Bis Ende Mai war ich Gesundheitsdirektor im Kanton Thurgau. Die Corona-Krise machte ein Krisenmanagement nötig, wie ich es an Intensität und Dauer in meinen 14 Regierungsjahren nie erlebt habe.
In dieser Zeit wurde mir klar, dass das Rezept zur Abwehr einer Pandemie eigentlich ganz einfach ist und drei Punkte umfasst:
1. Wenn irgendwo auf der Welt ein neues gefährliches Virus wie das COVID-19 festgestellt wird, muss die Einreise aus dem betroffenen Land sofort verboten werden.

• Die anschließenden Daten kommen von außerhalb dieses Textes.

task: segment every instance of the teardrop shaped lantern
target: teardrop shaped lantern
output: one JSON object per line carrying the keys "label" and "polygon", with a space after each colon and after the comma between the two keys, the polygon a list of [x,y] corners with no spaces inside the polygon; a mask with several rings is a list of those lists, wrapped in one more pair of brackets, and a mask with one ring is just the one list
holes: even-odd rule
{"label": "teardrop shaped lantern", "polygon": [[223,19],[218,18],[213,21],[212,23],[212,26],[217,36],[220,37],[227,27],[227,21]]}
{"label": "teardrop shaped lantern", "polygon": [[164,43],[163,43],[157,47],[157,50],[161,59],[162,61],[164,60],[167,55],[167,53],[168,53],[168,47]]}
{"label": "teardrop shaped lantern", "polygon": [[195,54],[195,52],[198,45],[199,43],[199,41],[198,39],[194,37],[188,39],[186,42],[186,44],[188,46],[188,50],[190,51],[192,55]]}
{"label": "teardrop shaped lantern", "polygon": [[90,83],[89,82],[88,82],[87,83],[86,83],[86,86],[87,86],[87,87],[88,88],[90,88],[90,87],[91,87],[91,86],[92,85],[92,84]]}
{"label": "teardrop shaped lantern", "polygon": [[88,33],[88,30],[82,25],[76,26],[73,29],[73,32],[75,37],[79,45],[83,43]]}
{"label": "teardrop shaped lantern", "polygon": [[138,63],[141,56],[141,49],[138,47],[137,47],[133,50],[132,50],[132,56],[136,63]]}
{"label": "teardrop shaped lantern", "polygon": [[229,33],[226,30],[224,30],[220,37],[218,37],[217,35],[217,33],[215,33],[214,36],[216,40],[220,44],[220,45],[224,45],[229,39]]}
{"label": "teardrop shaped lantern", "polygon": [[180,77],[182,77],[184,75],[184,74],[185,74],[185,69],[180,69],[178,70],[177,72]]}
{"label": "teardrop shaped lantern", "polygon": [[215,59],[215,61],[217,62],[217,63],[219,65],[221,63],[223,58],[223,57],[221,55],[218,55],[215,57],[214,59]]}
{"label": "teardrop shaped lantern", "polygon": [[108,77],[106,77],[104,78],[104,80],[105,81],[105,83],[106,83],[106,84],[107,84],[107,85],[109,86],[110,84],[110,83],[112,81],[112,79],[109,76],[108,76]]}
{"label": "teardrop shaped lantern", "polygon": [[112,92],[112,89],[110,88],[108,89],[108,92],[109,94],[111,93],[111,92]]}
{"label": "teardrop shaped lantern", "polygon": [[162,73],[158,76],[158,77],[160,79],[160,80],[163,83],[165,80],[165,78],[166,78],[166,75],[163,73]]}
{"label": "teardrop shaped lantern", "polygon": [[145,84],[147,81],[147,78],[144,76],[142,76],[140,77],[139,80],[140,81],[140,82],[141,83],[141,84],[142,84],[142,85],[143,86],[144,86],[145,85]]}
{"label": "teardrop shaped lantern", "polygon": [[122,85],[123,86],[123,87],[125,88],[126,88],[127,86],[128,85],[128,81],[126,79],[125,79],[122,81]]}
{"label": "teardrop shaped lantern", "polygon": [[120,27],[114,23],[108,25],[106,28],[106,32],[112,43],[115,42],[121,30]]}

2. Wenn das Virus trotzdem ins Land kommt, hat ein konsequentes Contact-Tracing einzusetzen. Dass heisst: alle infizierten Personen erfassen und isolieren. Und alle Personen, die mit den infizierten Personen nahe zusammen waren, ebenfalls erfassen und unter Quarantäne setzen.
3. Orte im Inland, wo sich die Fälle häufen, von der Aussenwelt abschotten. Das können einzelne Liegenschaften, aber auch ganze Stadtteile oder Dörfer sein.
Dass die Umsetzung dieses Konzepts jedoch schwierig ist, zeigt sich in der gegenwärtigen Lockerungsphase in unserm Land. Mit sehr gemischten Gefühlen habe ich im Juni festgestellt, dass es der Bundesrat versäumte, gleichzeitig mit den Lockerungsmassnahmen ein Pandemie-Abwehrkonzept zu entwickeln und zu kommunizieren.
Ich habe deshalb am 15.Juni im Ständerat eine Interpellation eingereicht und unter anderem darauf hingewiesen, dass aus den über Wochen sehr geringen Neuansteckungen geschlossen werden könne, dass die Verbreitung des Covid-Virus im Inland auf einem sehr tiefen Stand ist. Das Hauptrisiko einer neuerlichen grösseren Verbreitung liege somit im grenzüberschreitenden Personenverkehr, der ab dem 15.Juni mit vielen Ländern wieder möglich sein werde. Meine Fragen an den Bundesrat dazu waren:
1. Mit welchen Massnahmen stellt der Bundesrat sicher, dass keine Ausländerinnern und Ausländer in die Schweiz einreisen, welche an Covid-19 erkrankt sind oder Symptome aufweisen?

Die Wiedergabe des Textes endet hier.